According to the Visa survey, travellers took an average of two international trips for around 10 days in the last 12 months. India, Egypt, and Saudi Arabia were the top destinations. Travellers prioritise trips for relaxation (58 per cent), followed by the need to meet family and friends (42 per cent), exploring something new (33 per cent), and seeking adventures (33 per cent).

Babu said his online travel agency has seen a “shift in travel frequency from once a year to two-three trips annually”.

The Global Travel Intentions Study revealed that most travellers (61 per cent) prefer independent trips over packaged tours “as it provides greater flexibility and control over their travel arrangements in case of last-minute changes”. The study also showed that four in 10 travellers are willing to pay a higher price to enjoy the flexibility of accommodating changes in their trip plans.

Babu agreed: “Travellers are increasingly opting for premium experiences, with bookings in 4- and 5-star hotels and first/business class travel increasing by 10-12 per cent. This suggests a willingness to invest in quality experiences despite cost increases.”

Payment concerns

The Visa survey found that most travellers (85 per cent) had payment concerns before their trip. Among the top fears were those about card acceptance (29 per cent), the cost of currency conversion at the destination (26 per cent) and ATM withdrawal costs (24 per cent).

The study is based on a survey conducted among 1,101 UAE residents between the age groups 18-55. The respondents had travelled overseas for leisure in the past year and intend to travel further this year.

About 70 per cent respondents said digital wallets have become an “integral aspect” of spending. Nearly 85 per cent travellers used the same card that they do for domestic expenses in the UAE.

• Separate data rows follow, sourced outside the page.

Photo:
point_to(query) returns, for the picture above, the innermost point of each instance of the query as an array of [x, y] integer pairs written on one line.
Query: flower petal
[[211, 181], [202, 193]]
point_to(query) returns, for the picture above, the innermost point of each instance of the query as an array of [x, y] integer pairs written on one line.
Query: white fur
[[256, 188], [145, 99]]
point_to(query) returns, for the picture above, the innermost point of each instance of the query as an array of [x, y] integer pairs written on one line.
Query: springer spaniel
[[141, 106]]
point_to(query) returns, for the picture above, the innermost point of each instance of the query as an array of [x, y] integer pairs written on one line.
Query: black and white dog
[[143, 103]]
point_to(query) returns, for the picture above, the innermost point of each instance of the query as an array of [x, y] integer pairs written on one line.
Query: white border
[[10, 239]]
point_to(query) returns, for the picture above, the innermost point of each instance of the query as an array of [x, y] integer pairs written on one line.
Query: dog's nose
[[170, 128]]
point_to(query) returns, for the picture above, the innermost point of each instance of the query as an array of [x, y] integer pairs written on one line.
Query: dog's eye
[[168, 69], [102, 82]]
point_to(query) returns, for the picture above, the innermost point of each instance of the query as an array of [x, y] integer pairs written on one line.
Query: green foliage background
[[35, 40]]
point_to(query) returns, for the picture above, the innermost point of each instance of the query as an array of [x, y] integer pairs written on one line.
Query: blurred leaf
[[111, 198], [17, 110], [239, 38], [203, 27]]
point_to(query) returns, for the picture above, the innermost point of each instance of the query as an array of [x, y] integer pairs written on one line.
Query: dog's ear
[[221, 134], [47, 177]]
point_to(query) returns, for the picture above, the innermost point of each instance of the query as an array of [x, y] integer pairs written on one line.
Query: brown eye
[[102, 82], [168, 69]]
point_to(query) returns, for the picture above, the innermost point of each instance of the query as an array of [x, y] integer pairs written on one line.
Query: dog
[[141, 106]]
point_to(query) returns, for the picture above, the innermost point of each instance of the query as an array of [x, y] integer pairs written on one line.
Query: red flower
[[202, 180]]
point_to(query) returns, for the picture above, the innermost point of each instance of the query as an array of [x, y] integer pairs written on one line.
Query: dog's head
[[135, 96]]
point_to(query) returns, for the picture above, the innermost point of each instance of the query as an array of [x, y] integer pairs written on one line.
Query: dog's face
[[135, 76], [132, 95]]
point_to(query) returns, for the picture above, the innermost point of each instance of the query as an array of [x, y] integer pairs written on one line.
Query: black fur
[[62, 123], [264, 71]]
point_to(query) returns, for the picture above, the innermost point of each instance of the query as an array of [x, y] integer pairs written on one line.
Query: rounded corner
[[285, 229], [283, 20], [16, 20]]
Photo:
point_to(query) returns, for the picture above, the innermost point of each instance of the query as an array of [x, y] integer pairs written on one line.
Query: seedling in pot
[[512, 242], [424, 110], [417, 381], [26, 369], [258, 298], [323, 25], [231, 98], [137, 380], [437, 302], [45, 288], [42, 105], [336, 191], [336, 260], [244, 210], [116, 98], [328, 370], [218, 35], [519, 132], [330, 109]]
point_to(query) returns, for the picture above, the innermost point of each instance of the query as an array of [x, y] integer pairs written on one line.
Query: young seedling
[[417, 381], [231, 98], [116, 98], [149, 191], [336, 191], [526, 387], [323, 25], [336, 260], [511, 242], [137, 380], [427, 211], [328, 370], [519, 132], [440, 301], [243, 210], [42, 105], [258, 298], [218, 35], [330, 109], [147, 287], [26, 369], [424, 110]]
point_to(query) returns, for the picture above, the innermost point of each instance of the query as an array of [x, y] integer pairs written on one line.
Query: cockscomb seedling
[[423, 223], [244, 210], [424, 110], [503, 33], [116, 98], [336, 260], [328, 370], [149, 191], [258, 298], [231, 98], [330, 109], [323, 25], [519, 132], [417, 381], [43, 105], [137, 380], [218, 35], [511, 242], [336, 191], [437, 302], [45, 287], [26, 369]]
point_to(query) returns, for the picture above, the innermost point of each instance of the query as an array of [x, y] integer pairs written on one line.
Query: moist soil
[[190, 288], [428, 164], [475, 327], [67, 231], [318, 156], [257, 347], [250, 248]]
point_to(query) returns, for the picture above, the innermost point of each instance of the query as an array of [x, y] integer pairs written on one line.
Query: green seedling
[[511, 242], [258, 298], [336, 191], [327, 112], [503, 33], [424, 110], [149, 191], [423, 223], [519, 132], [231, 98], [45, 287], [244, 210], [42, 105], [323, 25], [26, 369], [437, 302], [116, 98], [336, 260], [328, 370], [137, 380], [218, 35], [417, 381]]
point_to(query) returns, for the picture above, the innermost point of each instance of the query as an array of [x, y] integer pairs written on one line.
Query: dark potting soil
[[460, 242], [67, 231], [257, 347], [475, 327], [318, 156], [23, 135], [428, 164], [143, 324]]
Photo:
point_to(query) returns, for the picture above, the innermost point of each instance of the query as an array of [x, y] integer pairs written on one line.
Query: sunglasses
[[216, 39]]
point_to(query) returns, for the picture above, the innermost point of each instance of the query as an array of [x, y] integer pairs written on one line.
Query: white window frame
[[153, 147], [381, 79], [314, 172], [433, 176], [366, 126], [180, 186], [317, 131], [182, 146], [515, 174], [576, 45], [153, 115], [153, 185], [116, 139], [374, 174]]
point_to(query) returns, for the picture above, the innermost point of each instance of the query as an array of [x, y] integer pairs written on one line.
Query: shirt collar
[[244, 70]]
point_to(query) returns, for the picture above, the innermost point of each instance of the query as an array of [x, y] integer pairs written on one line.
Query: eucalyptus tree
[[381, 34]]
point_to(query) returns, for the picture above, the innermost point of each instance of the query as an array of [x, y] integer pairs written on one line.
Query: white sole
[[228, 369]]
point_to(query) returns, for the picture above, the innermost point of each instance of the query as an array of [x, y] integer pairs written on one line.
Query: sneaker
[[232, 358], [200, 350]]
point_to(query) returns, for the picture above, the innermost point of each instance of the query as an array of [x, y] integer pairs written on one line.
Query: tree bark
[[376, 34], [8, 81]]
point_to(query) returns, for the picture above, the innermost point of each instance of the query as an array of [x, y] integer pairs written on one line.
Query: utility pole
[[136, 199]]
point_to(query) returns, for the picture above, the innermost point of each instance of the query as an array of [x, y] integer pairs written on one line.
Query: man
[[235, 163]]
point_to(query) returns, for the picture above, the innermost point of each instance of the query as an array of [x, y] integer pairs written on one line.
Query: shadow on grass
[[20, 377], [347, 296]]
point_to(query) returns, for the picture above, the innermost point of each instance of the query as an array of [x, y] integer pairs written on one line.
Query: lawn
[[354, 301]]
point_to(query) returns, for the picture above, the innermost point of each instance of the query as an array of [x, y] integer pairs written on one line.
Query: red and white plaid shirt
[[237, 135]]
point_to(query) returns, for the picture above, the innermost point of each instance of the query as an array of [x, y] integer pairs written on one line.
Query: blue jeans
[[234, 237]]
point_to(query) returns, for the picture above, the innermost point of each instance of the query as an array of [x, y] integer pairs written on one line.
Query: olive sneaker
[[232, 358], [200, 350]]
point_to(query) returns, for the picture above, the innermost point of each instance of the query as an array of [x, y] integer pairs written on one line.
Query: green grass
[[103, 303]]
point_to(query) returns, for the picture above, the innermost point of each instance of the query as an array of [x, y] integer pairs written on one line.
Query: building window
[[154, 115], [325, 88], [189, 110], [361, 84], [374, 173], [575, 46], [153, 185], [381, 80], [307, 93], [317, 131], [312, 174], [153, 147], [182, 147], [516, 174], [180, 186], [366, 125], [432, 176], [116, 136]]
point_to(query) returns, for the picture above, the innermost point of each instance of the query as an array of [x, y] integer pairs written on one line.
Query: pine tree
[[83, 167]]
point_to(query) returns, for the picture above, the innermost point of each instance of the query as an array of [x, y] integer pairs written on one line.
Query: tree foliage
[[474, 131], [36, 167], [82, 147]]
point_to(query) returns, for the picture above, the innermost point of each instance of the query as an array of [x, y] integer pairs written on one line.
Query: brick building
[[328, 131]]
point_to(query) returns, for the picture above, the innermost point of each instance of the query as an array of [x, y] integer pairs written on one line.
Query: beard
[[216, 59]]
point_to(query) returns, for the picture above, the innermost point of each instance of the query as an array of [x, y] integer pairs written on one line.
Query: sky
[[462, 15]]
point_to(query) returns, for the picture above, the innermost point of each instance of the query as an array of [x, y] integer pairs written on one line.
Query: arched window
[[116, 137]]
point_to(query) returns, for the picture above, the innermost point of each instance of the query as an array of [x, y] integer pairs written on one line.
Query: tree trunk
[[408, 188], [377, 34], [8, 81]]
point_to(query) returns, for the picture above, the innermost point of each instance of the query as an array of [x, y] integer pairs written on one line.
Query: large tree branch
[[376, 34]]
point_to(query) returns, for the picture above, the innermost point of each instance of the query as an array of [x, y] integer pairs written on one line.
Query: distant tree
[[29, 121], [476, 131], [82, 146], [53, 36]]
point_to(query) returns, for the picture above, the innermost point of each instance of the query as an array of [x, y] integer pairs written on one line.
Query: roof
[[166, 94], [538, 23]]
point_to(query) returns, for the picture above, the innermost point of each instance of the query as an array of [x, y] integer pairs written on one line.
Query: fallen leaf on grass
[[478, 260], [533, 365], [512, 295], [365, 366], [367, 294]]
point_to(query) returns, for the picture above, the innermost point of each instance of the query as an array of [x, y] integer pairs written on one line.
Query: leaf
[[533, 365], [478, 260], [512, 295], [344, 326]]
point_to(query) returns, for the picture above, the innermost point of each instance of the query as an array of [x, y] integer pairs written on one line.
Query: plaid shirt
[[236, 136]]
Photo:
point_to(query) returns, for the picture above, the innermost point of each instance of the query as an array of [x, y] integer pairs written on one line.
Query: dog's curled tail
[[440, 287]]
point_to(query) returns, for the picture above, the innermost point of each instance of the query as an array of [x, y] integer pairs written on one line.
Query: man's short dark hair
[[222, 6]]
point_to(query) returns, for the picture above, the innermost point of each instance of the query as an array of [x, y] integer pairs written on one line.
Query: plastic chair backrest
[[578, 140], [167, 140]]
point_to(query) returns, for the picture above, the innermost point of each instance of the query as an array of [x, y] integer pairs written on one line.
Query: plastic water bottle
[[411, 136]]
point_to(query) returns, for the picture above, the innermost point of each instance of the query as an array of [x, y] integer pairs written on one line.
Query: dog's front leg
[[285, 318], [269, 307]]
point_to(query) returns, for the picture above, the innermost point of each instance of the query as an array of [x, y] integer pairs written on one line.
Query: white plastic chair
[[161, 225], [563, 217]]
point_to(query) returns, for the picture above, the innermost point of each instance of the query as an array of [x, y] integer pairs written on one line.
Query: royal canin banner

Families travelling with older kids are the biggest spenders (66 per cent) at destinations among all the demographic profiles. During travel, the largest spending categories include fashion-related transactions, restaurants or cafes, and accommodation.

Offsetting travel costs

According to data shared by digital travel platform Booking, most travellers from the UAE plan to slash their holiday bills by taking a vacation outside peak season. More than half (56 per cent) of those questioned in the UAE plan to take children out of school in 2024 to make their travel budget go further.

About 70 per cent of holidaymakers from the country will look to reduce the cost of their vacation by choosing destinations where day-to-day life is cheaper than in their home city. These travellers will also choose to avoid the expense associated with long-haul flights.